Chief Minister Devendra Fadnavis approved the rules Tuesday. The move comes in the wake of several cases in the state, especially in Mumbai, where builders have refused to sell apartments based on a buyer’s religion, marital status or dietary preferences.
The draft rules for implementation of the law governing real estate, which were notified by the state government in the run-up to the elections, has now been finalised and will come into effect by next week.
Under the new rules, approved parking spaces (covered) can now be sold. In a bid to regulate these sales, the government has mandated that developers must formally disclose details of this sale. The government has also permitted builders to even demarcate such parking spaces as ‘sold’. Prevailing rules grant cooperative housing societies powers to distribute parking space among members.

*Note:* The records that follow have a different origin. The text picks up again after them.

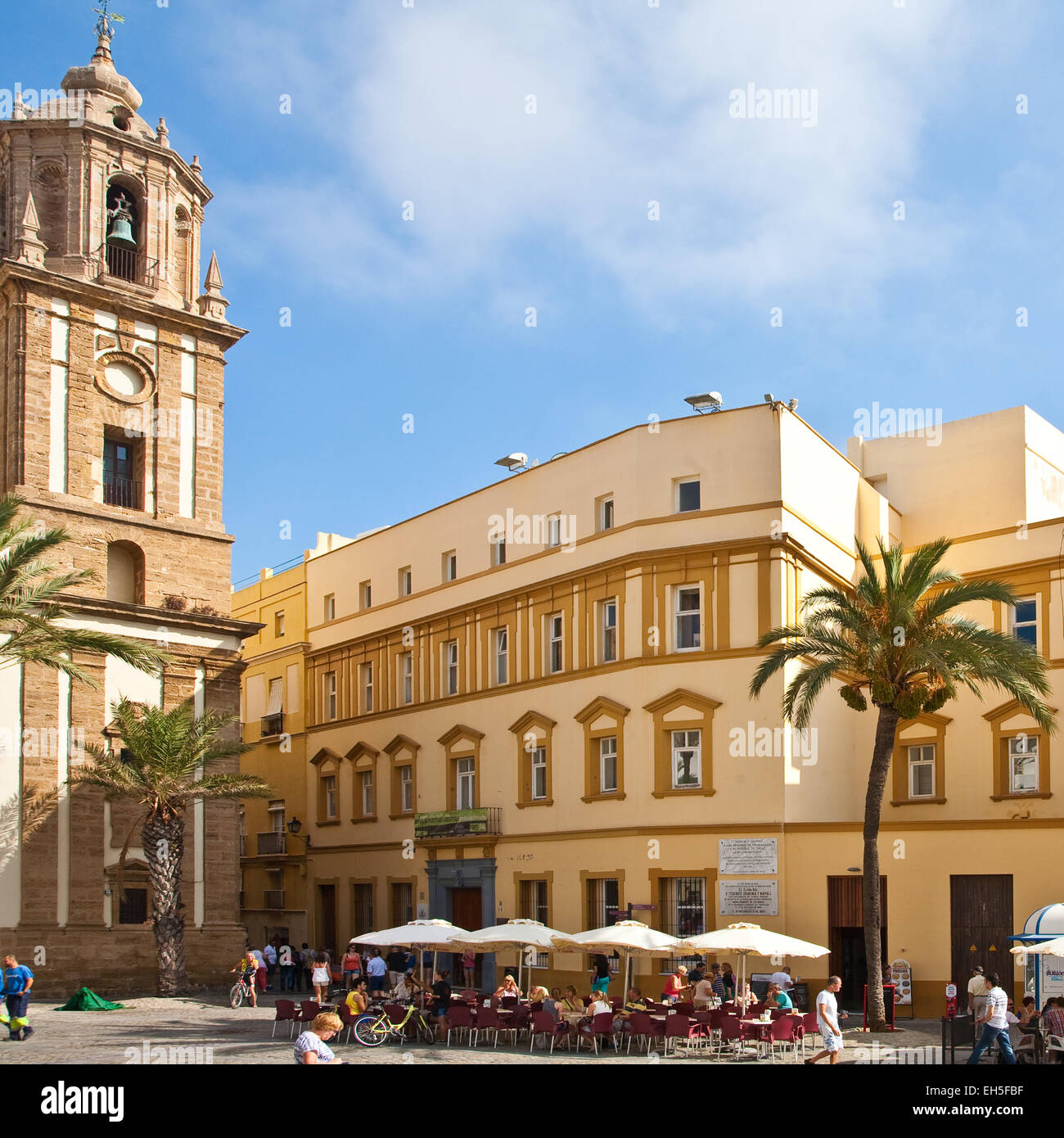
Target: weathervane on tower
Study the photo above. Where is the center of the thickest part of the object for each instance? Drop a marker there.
(104, 25)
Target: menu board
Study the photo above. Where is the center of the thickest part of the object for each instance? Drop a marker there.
(901, 978)
(749, 898)
(746, 855)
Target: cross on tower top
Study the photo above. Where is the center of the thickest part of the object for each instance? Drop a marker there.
(104, 25)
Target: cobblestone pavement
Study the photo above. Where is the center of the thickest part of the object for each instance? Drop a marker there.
(220, 1036)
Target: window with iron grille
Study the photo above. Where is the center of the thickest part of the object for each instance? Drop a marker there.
(363, 908)
(534, 907)
(602, 899)
(402, 902)
(681, 913)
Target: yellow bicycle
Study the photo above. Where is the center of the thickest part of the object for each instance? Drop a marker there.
(373, 1030)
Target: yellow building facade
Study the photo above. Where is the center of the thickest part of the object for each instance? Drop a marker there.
(533, 701)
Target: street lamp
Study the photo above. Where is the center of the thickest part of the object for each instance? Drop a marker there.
(294, 826)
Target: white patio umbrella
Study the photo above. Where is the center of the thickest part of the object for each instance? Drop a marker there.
(521, 933)
(746, 940)
(419, 934)
(633, 938)
(1054, 947)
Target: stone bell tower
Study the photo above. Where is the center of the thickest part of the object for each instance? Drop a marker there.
(111, 364)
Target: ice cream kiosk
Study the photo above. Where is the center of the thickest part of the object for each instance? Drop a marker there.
(1043, 972)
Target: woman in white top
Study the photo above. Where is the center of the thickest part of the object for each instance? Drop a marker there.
(703, 994)
(312, 1047)
(321, 977)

In December 2016, Maharashtra became the country’s seventh state to notify draft rules for the implementation of RERA. Though the Centre, which passed the Act last year, had given all states and union territories a deadline of October 31, only Uttar Pradesh, Gujarat, Madhya Pradesh, Delhi, Chandigarh, Karnataka and Maharashtra had notified their state-specific rules then.
Some of the clauses that were excluded in the earlier draft have now been included. These clauses include a provision requiring developers to make public on the proposed housing regulator’s website disclosures pertaining to building approvals obtained. Another provision requires the developers to make similar disclosures regarding their past track record of project delivery.

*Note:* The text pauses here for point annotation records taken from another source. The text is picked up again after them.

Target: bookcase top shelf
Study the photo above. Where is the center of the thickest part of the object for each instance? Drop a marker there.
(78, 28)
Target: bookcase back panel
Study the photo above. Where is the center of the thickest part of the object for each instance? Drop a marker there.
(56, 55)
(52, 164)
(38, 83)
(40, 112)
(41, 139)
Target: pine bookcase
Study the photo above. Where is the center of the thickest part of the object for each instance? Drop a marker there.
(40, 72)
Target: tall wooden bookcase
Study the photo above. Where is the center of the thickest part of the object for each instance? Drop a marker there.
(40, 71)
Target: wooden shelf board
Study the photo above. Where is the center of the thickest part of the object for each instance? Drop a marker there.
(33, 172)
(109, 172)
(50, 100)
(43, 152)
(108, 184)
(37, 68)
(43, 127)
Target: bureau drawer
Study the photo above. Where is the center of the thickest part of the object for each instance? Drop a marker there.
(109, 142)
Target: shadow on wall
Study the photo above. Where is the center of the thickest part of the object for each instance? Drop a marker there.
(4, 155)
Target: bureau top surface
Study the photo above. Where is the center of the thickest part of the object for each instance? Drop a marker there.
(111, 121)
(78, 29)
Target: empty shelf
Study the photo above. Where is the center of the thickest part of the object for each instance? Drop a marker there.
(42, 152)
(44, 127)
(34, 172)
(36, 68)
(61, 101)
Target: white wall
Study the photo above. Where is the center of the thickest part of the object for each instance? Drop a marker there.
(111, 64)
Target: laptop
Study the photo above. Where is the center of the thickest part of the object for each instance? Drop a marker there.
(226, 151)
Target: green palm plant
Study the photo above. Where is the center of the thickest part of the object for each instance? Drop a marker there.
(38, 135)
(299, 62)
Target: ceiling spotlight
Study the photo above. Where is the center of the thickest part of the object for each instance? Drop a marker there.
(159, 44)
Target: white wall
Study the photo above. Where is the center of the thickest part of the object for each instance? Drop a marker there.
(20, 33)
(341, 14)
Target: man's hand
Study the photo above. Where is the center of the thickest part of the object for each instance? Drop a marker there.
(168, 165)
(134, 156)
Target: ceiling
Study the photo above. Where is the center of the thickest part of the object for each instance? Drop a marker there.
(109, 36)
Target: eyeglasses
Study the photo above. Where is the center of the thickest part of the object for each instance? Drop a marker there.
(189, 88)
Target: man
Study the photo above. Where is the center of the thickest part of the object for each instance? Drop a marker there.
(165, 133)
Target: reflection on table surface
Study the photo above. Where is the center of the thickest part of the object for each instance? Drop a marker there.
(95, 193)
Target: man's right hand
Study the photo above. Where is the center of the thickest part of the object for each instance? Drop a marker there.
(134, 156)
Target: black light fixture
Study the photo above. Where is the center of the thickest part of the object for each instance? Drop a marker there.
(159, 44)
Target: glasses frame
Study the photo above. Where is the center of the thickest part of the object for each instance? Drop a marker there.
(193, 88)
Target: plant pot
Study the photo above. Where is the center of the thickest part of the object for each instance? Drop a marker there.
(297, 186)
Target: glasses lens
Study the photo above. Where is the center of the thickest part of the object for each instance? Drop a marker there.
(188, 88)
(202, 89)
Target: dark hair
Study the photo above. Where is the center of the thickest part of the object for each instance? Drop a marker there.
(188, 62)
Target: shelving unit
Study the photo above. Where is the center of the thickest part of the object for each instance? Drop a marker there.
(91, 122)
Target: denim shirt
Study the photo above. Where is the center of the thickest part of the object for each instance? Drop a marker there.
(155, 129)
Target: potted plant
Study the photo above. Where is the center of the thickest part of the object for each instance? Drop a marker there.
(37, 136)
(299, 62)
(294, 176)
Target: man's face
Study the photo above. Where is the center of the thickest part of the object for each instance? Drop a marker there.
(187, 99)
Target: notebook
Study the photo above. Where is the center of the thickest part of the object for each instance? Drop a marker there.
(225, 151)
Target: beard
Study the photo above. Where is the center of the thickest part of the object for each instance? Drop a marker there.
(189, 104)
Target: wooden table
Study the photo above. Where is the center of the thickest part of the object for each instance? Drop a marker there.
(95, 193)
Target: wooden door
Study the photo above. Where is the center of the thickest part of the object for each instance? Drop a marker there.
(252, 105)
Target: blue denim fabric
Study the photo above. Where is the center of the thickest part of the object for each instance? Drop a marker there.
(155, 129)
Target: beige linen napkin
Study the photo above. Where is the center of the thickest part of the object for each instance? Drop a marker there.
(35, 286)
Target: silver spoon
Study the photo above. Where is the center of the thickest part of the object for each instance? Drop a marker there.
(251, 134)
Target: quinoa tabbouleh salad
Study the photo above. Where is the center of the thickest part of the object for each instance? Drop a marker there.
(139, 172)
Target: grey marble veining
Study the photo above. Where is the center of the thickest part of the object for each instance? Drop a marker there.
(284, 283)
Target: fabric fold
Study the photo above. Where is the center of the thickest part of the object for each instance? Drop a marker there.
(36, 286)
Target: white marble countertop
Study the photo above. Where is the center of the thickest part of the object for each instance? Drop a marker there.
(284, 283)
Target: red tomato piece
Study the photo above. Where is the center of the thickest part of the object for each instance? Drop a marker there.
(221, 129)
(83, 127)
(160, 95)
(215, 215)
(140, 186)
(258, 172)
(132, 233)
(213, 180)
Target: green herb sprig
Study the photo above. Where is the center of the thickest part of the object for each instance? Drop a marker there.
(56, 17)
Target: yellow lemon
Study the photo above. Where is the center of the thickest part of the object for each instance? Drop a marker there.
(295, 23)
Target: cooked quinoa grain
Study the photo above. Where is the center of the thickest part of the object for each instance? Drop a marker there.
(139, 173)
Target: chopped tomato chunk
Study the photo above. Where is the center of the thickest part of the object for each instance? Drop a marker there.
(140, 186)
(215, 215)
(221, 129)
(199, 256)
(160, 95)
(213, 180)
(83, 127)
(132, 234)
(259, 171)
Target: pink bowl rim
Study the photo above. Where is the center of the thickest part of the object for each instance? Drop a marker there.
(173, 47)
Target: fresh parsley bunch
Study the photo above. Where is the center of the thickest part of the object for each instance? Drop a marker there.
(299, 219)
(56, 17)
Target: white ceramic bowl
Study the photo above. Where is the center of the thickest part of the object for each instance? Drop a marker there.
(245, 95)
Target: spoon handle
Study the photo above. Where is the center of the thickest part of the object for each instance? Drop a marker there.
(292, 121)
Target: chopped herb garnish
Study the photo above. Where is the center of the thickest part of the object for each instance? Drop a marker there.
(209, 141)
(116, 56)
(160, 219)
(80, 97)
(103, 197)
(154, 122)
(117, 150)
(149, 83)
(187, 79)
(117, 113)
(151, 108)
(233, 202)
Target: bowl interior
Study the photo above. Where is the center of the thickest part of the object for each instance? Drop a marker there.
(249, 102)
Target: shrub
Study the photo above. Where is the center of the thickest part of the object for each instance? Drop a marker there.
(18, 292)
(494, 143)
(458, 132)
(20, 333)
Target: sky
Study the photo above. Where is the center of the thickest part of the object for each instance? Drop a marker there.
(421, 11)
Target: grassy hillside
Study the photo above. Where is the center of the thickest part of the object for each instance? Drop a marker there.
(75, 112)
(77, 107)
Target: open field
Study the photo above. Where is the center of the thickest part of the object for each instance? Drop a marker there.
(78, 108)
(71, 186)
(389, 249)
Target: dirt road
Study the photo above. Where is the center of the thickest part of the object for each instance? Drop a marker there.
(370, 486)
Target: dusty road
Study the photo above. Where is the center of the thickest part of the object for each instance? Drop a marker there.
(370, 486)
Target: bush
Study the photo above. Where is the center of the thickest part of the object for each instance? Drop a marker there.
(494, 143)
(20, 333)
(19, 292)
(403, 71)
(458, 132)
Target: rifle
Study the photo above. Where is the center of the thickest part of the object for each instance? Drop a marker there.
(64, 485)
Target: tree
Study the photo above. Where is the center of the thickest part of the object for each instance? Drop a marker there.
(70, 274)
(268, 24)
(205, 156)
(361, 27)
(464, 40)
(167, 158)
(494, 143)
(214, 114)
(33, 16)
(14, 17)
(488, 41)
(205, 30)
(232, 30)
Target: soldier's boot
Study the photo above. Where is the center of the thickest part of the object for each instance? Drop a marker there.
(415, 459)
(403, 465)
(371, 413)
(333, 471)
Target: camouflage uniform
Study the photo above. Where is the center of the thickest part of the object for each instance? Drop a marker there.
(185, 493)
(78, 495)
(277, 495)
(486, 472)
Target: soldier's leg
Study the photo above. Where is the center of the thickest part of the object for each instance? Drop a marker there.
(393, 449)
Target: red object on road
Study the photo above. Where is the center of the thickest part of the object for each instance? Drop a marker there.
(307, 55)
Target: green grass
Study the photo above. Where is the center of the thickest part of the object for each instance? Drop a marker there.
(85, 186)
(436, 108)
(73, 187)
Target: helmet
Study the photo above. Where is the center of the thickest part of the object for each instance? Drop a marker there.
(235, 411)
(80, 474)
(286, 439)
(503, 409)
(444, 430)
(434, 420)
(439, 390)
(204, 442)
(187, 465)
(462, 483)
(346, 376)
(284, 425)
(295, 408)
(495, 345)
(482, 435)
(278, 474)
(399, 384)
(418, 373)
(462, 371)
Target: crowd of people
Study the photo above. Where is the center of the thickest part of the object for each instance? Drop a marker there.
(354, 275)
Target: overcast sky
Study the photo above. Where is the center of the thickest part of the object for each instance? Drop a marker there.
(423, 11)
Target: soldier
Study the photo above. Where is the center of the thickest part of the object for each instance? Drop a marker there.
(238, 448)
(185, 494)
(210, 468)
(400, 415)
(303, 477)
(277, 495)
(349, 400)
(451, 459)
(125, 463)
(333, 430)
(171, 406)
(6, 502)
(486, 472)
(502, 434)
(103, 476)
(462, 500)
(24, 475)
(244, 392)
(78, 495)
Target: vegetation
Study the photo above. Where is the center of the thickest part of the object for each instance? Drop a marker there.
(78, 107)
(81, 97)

A key provision that the state’s draft rules mandate is that the developers must make disclosures regarding the marketability of the title of the land, which is not mentioned in the Centre’s draft. “This rule will save the common man from examining voluminous documents pertaining to the title of the land,” said a senior official.
Further, for filing a complaint with the housing authority, a flat buyer or a complainant will have to pay a fee of Rs 5,000.

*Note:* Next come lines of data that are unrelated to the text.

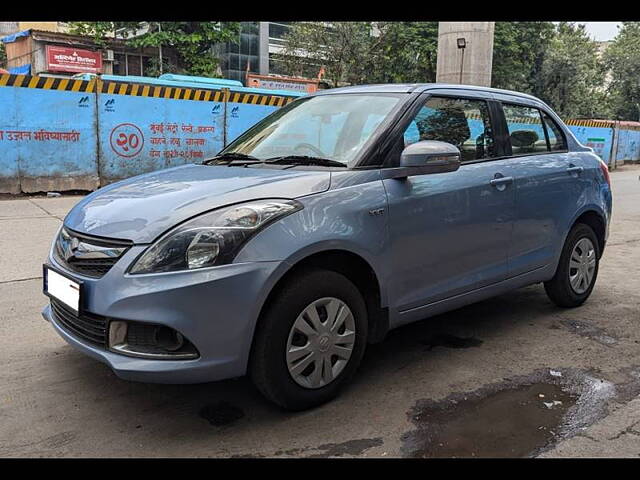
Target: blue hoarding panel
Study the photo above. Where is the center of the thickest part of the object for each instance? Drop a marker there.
(9, 172)
(48, 139)
(142, 134)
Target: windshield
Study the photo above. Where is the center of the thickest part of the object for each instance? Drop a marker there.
(333, 127)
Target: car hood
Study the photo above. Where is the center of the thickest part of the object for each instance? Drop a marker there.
(143, 207)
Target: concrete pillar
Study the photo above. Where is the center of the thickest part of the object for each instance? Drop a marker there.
(474, 60)
(263, 48)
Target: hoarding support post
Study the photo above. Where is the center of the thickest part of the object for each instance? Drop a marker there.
(226, 93)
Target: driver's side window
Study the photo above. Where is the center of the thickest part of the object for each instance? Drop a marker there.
(461, 122)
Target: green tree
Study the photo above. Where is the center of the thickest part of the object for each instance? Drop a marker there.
(344, 49)
(571, 75)
(3, 56)
(192, 41)
(518, 52)
(407, 52)
(622, 59)
(362, 52)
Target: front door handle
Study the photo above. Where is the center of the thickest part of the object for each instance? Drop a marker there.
(501, 181)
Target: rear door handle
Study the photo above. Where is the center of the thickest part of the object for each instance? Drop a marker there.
(501, 181)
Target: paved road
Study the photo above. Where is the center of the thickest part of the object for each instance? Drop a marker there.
(510, 376)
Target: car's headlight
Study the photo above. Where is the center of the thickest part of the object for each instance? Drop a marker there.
(211, 239)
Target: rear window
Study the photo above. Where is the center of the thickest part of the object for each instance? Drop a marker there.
(556, 137)
(526, 131)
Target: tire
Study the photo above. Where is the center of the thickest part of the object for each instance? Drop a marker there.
(269, 366)
(559, 289)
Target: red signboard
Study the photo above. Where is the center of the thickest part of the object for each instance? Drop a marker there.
(64, 59)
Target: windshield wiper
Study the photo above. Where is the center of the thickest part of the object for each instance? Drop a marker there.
(229, 158)
(304, 160)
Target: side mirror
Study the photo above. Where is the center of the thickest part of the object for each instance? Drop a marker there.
(426, 157)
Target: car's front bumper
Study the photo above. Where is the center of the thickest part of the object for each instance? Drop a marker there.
(215, 308)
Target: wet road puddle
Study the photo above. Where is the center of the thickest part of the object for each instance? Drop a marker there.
(221, 413)
(450, 341)
(515, 422)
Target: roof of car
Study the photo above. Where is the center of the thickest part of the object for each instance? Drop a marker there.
(420, 87)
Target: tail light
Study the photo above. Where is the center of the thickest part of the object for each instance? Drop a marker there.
(605, 172)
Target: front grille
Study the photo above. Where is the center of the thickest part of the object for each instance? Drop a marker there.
(95, 268)
(88, 256)
(89, 327)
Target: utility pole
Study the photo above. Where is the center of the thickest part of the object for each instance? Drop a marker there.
(160, 48)
(454, 38)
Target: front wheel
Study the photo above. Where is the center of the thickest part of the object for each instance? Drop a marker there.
(310, 340)
(577, 270)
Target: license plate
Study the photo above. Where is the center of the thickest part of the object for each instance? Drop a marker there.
(62, 288)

The amount initially fixed was Rs 10,000, while state officials argued that this would deter frivolous complaints, questions were raised over this restriction imposed on an aggrieved flat buyer. Following opposition, the complaint fee was reduced to half. This fee fixed in the Centre’s draft is just Rs 1,000. While the registration fees for brokers/real estate agents have been slashed, the same has been increased for builders/developers.
Meanwhile, the new Act will restrict the practice of selling a flat to the customer without having put a building slab or without obtaining a commencement certificate (CC) for a housing project. “The Act disallows selling or advertising a flat sale before the commencement certificate is in place. All advertisements done even after obtaining a CC will have to be done with a proper registration number,” said an official.
Also, while the rules aim to safeguard interests of flat buyers, the government has also retained a provision that allows developers to cancel a sale agreement with a buyer if the latter is found to have dishonoured any of the terms and conditions under the agreement. “A builder can cancel a sale agreement if a buyer defaults three times,” said the official.